2021: The Year Stadia Died

By Nelson Schneider - 10/24/21 at 02:57 PM CT

It’s official: Google, the search giant that embodies the very concept of “Big Data,” has decided to ‘pivot’ their ill-conceived Cloud gaming service into a ‘backend’ service for other corporations that think they can sell Cloud gaming to end-users more effectively than Google could. Stadia, Google’s Cloud gaming consumer offering, only launched in 2019 (a year in which it earned a coveted(?) spot on the MeltedJoystick List of Fails), and even after a year of pandemic lockdowns and stay-at-home orders, nobody wanted to use it, causing the service to drastically undershoot Google’s sales and usage projections.

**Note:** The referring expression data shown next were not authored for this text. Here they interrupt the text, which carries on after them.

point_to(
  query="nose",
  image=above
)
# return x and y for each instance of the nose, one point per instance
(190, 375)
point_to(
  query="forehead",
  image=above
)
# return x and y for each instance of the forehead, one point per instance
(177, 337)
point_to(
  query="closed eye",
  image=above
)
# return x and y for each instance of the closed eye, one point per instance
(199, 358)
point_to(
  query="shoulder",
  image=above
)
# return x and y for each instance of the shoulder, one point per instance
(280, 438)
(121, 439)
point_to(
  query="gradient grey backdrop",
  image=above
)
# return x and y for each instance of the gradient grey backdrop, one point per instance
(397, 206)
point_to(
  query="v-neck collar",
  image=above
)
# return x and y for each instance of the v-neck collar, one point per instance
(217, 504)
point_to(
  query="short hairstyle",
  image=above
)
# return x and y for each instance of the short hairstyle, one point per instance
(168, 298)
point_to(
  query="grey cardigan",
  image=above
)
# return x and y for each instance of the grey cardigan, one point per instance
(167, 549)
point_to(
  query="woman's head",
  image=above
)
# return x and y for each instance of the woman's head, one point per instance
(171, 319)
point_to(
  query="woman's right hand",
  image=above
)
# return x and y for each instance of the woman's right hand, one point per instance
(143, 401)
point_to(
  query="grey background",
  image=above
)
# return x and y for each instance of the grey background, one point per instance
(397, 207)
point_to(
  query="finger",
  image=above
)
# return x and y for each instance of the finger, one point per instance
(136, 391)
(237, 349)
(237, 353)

And you know what that means! Time to pull the plug! Of course, with Google’s track record of unceremoniously discontinuing products and services that don’t meet astronomical and arbitrary metrics, end-users have become savvy to the whole issue, causing Stadia’s failure to be something of a self-fulfilling prophecy: Users didn’t believe Google would support Stadia for more than a couple of years, which caused Google to stop supporting Stadia after a couple of years. Fun stuff!

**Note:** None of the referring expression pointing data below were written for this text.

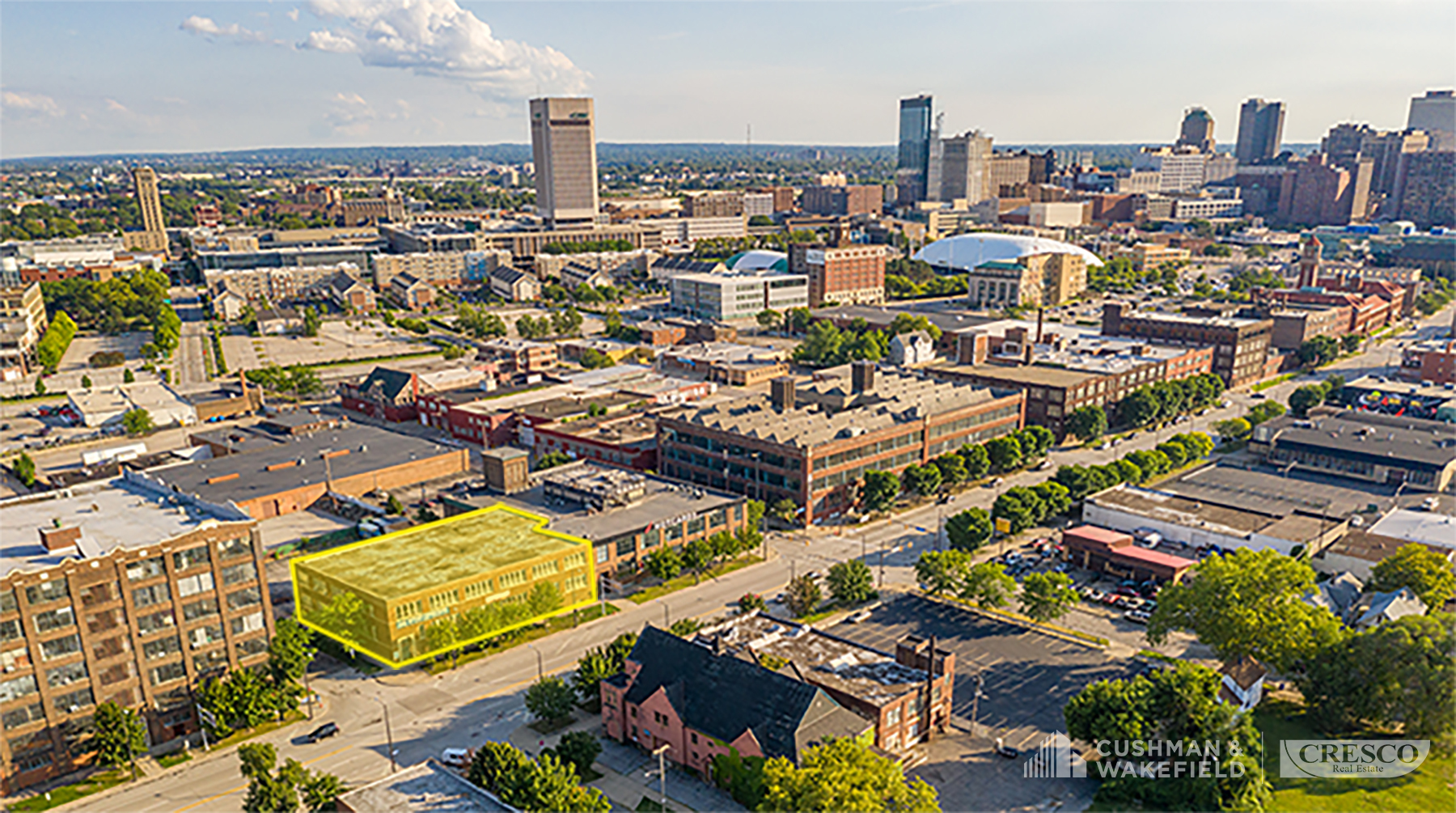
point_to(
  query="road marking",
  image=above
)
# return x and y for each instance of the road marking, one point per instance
(245, 787)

The ‘pivot’ from a commercial product to a backend service comes 8 months after Google shut down its shiny new game development studio, SG&E, before said studio was able to actually develop even a single game. Thus between the beginning of 2021 and the present, it’s just been one long, slow slide into irrelevance for Stadia, with the project losing executives hand over fist, since, like the rats they so resemble, corporate executives know when to leave a sinking ship.

Personally, I’m not surprised in the slightest by Stadia’s failure as a consumer-facing product. The primary audience for gaming is still in the United States, and, as the pandemic showed us in stark relief, the United states still has abysmal Internet service penetration overall, with sizable portions of the continent unserved by any terrestrial ISP, forcing residents to subscribe to a satellite service or go without. Likewise, even when an area is served by a terrestrial ISP, systemic monopolies mean that residents have one choice, and that choice has no motivation to improve service or offer value. Ironically, Google itself was once a champion of spreading fiber-optic Internet all across its home nation before, as usual, the corporation got bored with the idea and stopped after a couple of years, leaving an Internet-starved nation with only a handful of cities powered by Google Fiber.

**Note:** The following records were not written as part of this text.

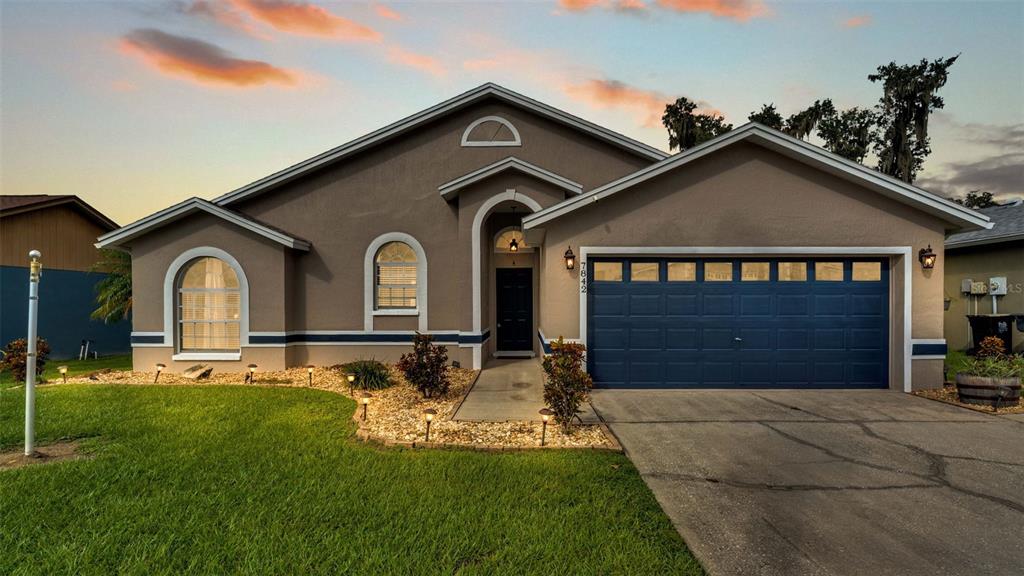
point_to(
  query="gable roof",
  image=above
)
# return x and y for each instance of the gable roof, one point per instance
(10, 205)
(190, 206)
(451, 190)
(1008, 225)
(437, 111)
(792, 148)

Cloud gaming may eventually become a thing, but if you want to make such a huge paradigm-shifting change, you have lay the groundwork and do the heavy lifting first. Google thought it could use its status as Big Data to get everyone on board a bandwidth-hogging, consumer-rights-eroding Internet service without first ensuring that there’s high-bandwidth Internet available to enough foolish consumers to make the concept work. Is anyone, then, surprised that Stadia failed? And, if so, why?